# Homework Help: Find the square root of: 4+4(sqrt3)i

1. Apr 11, 2010

### cortozld

1. The problem statement, all variables and given/known data
find the square root of: 4+4(sqrt3)i

put the answer in a+bi form

2. Relevant equations
finding the nth roots:

√(r(cos(theta)+isin(theta)))=√r(cos(theta+2(pi)(k)/(n))+isin(theta+2(pi)(k)/(n)

where k=0,1

3. The attempt at a solution

first i converted my equation to trigonometric form: 8(cos(pi/3)+isin(pi/3))

then using "finding the nth root" equation above i got: 2√2(cos(pi/6)+isin(pi/6) and 2√2(cos(7pi/6)+isin(7pi/6)

i then converted the two answers to a+bi form and got 2√6+√(2)i and -2√6-√(2)i

im pretty sure i did something wrong. If u need me to go more in depth on anything just post a comment

2. Apr 11, 2010

### Staff: Mentor

Your answers in polar form look fine, but you made a mistake when you converted to Cartesian form.

2√2(cos(pi/6)+isin(pi/6)) = 2√2(√3 /2 + i/2) = √2(√3 + i) = √6 + i√2. The other root has a similar mistake.

You can check your work by taking either of your square roots and squaring it. You should get 4 + 4√3i.

3. Apr 13, 2010

### cortozld

Woo hoo!

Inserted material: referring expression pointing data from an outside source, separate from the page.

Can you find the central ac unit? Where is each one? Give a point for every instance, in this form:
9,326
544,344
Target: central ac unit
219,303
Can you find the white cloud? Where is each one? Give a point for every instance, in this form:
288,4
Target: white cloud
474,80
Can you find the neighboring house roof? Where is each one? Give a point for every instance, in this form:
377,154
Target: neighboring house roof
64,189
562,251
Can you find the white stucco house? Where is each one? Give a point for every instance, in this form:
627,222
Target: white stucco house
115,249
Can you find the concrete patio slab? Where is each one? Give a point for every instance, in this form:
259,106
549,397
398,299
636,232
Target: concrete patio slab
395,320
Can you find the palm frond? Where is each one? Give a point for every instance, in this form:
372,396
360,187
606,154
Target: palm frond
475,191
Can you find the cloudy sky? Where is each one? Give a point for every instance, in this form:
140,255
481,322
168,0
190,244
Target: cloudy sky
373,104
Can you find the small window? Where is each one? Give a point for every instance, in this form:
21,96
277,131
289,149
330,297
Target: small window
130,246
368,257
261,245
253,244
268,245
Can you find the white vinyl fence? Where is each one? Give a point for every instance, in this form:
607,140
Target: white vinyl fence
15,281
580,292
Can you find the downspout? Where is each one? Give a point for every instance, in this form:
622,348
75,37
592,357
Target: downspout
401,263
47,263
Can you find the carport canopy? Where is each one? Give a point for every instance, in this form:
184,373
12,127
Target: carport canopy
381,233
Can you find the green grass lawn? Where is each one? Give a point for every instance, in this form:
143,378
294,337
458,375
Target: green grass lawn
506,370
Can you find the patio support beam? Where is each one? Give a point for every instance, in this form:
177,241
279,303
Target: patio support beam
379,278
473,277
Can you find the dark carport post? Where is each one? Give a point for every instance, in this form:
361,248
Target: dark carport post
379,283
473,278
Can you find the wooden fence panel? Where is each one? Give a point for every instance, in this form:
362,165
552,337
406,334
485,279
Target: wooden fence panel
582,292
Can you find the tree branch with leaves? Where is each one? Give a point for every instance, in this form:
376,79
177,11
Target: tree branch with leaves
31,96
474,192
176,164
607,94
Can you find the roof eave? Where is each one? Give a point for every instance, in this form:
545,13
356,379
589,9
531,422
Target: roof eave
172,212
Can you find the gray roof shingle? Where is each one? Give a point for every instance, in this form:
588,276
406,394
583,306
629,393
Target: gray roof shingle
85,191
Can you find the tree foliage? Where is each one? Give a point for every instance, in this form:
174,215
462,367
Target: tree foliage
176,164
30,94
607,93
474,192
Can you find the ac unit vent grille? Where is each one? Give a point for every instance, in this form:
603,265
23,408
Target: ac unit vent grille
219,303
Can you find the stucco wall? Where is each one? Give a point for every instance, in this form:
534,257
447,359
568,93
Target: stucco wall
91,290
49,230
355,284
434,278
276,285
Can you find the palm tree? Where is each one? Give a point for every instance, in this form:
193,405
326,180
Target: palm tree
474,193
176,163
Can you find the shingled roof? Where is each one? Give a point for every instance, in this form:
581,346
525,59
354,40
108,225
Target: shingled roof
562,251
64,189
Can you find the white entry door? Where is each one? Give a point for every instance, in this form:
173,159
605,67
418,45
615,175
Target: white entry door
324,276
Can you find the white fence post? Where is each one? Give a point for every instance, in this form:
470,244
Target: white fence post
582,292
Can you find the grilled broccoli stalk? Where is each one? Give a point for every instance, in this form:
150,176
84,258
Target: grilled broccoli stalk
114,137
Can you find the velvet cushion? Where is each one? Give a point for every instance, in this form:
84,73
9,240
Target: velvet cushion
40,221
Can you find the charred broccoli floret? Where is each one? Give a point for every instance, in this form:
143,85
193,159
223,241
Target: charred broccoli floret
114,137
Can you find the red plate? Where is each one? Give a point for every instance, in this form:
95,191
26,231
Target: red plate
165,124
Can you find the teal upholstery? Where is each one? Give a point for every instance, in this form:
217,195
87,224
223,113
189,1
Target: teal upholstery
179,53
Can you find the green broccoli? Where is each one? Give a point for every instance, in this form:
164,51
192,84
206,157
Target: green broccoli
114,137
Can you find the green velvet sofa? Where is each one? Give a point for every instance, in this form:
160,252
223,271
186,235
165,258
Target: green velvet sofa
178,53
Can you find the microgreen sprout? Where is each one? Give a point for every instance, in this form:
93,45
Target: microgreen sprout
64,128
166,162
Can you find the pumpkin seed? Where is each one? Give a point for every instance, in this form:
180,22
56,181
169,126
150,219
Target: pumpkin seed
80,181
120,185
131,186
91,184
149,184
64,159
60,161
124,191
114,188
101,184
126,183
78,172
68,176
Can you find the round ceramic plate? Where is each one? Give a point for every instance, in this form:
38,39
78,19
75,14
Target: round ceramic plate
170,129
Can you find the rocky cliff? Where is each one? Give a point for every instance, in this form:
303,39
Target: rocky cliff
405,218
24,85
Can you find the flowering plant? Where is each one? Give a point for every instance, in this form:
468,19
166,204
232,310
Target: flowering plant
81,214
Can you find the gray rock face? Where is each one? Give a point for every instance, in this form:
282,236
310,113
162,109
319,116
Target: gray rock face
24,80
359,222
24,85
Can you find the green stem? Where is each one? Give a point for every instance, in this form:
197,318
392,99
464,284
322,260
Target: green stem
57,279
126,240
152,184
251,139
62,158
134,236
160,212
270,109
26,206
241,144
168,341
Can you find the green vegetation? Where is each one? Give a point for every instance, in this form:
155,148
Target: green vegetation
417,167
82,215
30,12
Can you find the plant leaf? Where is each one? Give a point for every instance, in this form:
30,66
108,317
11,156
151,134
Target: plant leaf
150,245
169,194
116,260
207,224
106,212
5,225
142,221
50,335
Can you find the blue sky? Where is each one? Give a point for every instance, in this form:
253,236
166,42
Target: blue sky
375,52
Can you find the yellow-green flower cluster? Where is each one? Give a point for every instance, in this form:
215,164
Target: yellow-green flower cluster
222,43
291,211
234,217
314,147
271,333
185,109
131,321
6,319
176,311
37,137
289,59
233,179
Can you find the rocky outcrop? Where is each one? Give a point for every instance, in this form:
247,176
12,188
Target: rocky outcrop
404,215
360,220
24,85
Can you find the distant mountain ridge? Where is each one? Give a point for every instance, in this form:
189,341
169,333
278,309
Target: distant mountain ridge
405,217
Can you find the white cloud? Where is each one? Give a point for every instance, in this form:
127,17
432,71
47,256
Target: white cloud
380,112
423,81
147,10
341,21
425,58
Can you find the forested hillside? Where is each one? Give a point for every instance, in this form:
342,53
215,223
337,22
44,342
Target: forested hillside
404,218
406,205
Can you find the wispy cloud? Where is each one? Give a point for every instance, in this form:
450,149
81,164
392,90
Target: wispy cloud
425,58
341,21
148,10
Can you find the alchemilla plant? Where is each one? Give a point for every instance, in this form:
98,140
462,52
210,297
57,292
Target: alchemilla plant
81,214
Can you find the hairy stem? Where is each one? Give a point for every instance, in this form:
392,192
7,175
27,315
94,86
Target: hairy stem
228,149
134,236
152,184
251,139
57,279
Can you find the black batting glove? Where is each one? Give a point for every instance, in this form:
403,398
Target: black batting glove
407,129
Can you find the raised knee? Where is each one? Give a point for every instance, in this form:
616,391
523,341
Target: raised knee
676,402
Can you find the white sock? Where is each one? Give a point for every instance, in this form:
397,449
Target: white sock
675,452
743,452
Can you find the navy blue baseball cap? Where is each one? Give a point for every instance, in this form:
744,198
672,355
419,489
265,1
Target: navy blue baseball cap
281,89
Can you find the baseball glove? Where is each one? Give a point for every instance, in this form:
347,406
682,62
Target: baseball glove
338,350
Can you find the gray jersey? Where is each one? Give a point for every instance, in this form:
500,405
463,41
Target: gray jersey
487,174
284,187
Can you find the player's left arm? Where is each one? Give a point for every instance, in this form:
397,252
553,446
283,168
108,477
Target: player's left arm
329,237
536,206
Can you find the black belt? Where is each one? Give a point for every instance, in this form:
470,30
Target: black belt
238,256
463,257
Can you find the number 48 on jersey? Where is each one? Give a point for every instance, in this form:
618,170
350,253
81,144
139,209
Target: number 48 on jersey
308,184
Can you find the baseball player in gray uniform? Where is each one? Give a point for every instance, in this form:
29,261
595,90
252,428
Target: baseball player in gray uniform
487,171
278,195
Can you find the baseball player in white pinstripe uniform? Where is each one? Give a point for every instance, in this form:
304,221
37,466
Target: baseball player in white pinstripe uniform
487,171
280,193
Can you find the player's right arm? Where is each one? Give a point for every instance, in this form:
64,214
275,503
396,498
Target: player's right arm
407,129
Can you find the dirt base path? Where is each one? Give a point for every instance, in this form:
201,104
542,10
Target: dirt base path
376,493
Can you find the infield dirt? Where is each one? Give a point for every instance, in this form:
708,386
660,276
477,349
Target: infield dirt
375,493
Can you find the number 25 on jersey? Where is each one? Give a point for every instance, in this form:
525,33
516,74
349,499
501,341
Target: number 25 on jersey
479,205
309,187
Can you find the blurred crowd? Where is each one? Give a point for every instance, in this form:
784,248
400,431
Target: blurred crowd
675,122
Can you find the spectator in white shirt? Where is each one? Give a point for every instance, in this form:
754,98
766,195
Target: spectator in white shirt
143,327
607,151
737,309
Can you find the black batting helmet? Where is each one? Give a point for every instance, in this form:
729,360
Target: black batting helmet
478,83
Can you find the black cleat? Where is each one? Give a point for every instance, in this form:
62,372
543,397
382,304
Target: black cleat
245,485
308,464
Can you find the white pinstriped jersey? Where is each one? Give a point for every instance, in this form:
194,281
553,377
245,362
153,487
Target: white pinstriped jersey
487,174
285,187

Thanks for the help

4. Apr 14, 2010

### HallsofIvy

Since it only asked for the square root you could also try
$(a+ bi)^2= a^2- b^2+ (2ab)i= 4+ 4i\sqrt{3}$
so that you must have $a^2- b^2= 4$ and $2ab= 4\sqrt{3}$

From $2ab= 4\sqrt{3}$, $b= 2\sqrt{3}/a$ and the first equation becomes $a^2- 12/a^2= 4$.

Multiplying both sides by $a^2$, $a^4-12= 4a^2$ which is the same as $(a^2)^2- 4a^2- 12= 0[/tex]. Solve that quadratic equation for [itex]a^2$ and then solve for a and b.